"Adam, don't you tell," she said, looking shyly at me. Elizabeth is not given to shy looks, but to honest ones, eye to eye. "Promise me that you will never tell. Give me your hand on it."
I took her hand. It was a pretty hand and soft enough, with tapering fingers, but it was not such a pretty hand as Eve's.
"Elizabeth," I said to her, "I do not know anything to tell—anything that would be of interest. But—but you do not mind if I tell Eve, do you? And," I finished lamely enough, "I hope it—it will."
She laughed and sighed, and gave my hand a squeeze.
"Thank you," she said. "But Eve knows, I think."
Captain Fergus was standing by the rail, sniffing the wind and gazing out at the waters, and at the little swirls of foam that raced by, and at the bank of fog that chased us in. He was happy. I almost envied him. He had done his part, and he was doing it.
"Will you walk?" I asked Elizabeth. And we got up and walked, saying nothing.
The afternoon passed, and the wind died. As we drew near to the lighthouse that stands like a sentinel on its rock just within the entrance to the bay, the sun was far down in the west, the breeze was but the gentlest breath, and the surface of the water moved in slow, oily undulations. I stood with Elizabeth close beside the rail, and we gazed at the water that was red and gold.

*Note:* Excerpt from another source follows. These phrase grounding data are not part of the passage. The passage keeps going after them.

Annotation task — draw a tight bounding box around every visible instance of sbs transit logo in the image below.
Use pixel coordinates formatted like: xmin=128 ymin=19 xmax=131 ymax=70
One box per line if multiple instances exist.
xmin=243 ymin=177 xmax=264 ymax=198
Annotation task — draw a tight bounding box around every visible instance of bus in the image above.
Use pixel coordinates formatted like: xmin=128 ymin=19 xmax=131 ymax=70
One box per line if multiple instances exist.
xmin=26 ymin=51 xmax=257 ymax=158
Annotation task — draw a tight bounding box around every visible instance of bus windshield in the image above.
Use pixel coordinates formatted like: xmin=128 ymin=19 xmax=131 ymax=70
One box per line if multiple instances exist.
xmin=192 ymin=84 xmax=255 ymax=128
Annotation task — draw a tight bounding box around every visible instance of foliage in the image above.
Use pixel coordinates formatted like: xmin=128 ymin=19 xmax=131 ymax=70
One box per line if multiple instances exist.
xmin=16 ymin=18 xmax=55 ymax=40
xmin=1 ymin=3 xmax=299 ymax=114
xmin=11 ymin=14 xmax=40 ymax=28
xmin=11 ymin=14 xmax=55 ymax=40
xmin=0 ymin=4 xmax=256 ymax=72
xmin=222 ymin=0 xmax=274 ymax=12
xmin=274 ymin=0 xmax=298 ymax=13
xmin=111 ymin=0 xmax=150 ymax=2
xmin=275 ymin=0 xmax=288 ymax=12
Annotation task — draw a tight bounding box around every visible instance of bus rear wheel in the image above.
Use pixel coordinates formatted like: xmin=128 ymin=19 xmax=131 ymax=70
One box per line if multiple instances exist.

The shadow of the tall lighthouse was thrown high on the sails, and passed slowly aft. The red sun was sitting on a distant hill bearded with cedars. The little oily waves were splotched with vermilion and blue and purple and gold, and the gold dazzled our eyes.
Not a ripple marked our passage. I gazed at the red sun, and he gazed back at me; and his red disc was half down behind the hill, and I could see it sink. And the sun sank behind the hill and had winked his last, and a broad smooch of red lay upon the western horizon. We watched the red fade to orange, then to saffron and to green, while two little saffron clouds with edges of flame floated high above, and the fog crept in stealthily below. And I heard Elizabeth sigh, and I looked down and she looked up.